Garrett at the bar poured a glass of Erbaluce di Caluso from Bruno Giacometti which was a mineral-intense white that I loved. It was great with the Amuse of Beef fat brushed potato topped with A-5 Wagyu tartare, scallions and a black garlic aioli. It was mean and lean and spicy too from a Kosho powder that I loved (apparently $40 a bottle!).
Next came the Spicy Scallop Crudo Onigiri with nectarine, carrot, ginger all wrapped in a rice which was coated with Furikake spice on one side. OMG, it just kept getting better with every bite. I switched whites as Devon, who was helping at the bar, let me taste the Teutonic 2023 Gewürztraminer from Corw Valley Vineyard in Oregon. This tasted like no other white and paired wonderfully as well with all the dishes.
Squash Blossoms were next stuffed with Blue Prawns in Chili Vinegar, Salted Cucumber and flowering cilantro (which I thought at first was fennel!). Again, the spice was just right with all the food flavors melding into a great bite and mouth feel. Green Curry Spring Peas followed with superb tasting fresh peas in a coconut emulsion, a lite curry and a squid ink tuile on top for crunch and fun.
The Potatoes (mash & crispy slices) were with a rich Iowa Tama Miso made from the leftover poached whey from homemade cheese and mixed with buttermilk making it extremely rich and decadent. I was grateful for a rest (the meal took almost 3 hours) and decided to switch to a Ver Sacrum GSM blend from Argentina which was a full-bodied red that I also loved.

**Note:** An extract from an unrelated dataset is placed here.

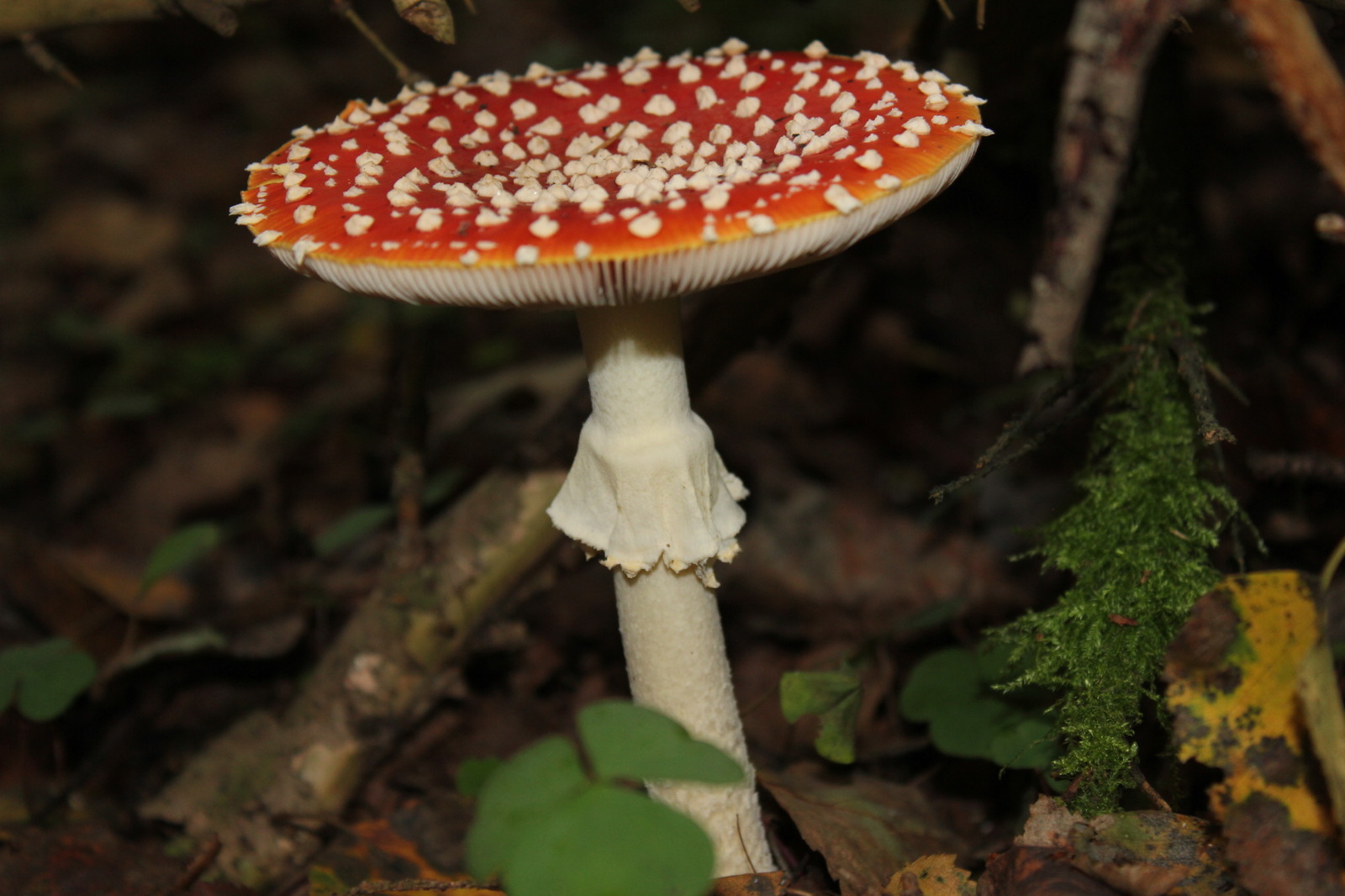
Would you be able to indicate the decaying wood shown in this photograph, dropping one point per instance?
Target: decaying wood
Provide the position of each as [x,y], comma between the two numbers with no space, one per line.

Halibut came wrapped in Summer Squash on a crispy tasty, charred zucchini cake with zombie tomatoes(dehydrated and rehydrated), a red curry emulsion and tomato oil. A truly fabulous delicate fish treated with great respect.
The "main" was Sakura Family Wagyu Bavette that was rare and just salted and divine. Blistered red onions on the side tasted almost pickled and there was a Strawberry Soubise with Bicycle Radish, turnips and turnip puree.
The dessert was a great combination of different things on one small plate. Strawberry Shortcake from Chef Jordan's grandmother's recipe with his own twist came with Compte, peppercorn bavarois and meringue.
Every bite all night was a treat and that is another reason that Des Moines is on our list every summer(besides the fab opera festival!).